日向家の諸事情ですが。




そんななか、手にしていたカードの表面がキラッと光ったのか、モフモフ野郎は再び飛びついてくる。

そうはさせるかと身体を引かせたところで、わたしは気づく。


ここは湖ギリギリの展望デッキだったことに。



「おい馬鹿、」


「わあっ!?うわぁぁぁーーー…!!」



ザッバーーーン!!!


大量の水しぶき。

水面に触れるギリギリで放り投げたカードは、再び真っ白モフモフなワンコ様がパクっと。

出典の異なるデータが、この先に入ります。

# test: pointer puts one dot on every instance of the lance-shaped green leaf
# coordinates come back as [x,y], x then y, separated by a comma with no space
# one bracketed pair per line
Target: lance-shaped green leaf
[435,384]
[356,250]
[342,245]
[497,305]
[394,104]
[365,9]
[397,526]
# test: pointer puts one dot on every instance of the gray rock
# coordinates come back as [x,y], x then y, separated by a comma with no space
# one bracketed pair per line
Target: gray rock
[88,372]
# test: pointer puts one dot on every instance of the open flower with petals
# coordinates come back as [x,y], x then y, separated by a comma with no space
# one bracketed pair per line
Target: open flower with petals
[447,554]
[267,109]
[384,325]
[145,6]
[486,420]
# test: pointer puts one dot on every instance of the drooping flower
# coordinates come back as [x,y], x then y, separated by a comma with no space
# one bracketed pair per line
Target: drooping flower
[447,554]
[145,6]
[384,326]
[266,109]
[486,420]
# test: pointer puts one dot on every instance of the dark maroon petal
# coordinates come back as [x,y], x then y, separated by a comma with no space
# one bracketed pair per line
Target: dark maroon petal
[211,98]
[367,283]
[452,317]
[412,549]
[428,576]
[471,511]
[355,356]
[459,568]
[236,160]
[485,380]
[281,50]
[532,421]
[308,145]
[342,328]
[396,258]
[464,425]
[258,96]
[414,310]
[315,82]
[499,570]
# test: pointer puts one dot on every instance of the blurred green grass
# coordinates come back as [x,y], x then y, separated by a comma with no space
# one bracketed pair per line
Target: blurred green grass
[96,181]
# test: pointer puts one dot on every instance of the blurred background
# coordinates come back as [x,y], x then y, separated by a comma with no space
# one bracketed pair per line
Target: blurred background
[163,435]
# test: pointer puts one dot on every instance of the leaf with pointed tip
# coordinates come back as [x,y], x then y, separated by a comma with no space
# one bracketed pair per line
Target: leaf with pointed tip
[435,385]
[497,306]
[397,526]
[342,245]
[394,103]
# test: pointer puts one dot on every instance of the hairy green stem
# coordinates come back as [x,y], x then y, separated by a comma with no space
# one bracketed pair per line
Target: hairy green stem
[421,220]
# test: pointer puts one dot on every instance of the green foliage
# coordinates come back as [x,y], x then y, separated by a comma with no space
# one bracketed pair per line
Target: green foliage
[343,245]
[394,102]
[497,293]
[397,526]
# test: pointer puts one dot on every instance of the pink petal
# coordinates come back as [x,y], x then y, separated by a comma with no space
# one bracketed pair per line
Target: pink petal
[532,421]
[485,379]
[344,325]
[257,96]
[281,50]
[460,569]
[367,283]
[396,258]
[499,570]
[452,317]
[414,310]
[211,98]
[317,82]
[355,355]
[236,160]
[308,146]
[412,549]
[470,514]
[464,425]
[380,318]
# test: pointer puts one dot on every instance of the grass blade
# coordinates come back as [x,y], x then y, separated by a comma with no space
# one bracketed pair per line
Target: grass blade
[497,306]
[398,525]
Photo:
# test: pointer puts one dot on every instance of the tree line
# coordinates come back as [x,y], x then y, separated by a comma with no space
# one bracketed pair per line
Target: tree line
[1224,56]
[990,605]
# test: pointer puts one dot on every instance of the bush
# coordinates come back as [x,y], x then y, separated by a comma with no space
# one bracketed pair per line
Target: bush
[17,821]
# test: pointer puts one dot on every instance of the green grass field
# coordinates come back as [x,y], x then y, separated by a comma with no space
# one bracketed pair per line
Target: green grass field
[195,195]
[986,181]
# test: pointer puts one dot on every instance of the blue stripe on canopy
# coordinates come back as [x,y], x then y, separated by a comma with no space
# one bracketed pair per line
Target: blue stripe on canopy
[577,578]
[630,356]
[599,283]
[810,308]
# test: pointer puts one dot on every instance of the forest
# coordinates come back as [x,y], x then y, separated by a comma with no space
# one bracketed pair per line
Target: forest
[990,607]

「…出てこい楓(ふう)。ローレンを使って遊んでたのはおまえだろ」


「バレた?だぁーってうちの門を登ってまで侵入してきて面白かったんだもん」


「とりあえずこいつを引き上げるぞ。溺れかけてる」


「……うっそまじ?」



たーーすーーけーーーてーーー!!!


バタ足できてる!?

手も足も全身全霊で動かさないと沈んでいっちゃうよわたし…!!

ここ人食いサメとかいないよね…!?
大丈夫なんだよね……!?



「ごほっ!けほっ…!!し、死ぬかと思ったぁぁぁぁ……うう…、さみぃ…」


「アホだろおまえ」


「うえっ、ぶしゅっ!!!」


「…………」



やっばい……、

なんとか無事にデッキへと引き上げてくれた端正すぎる顔に、くしゃみぶちまけた……。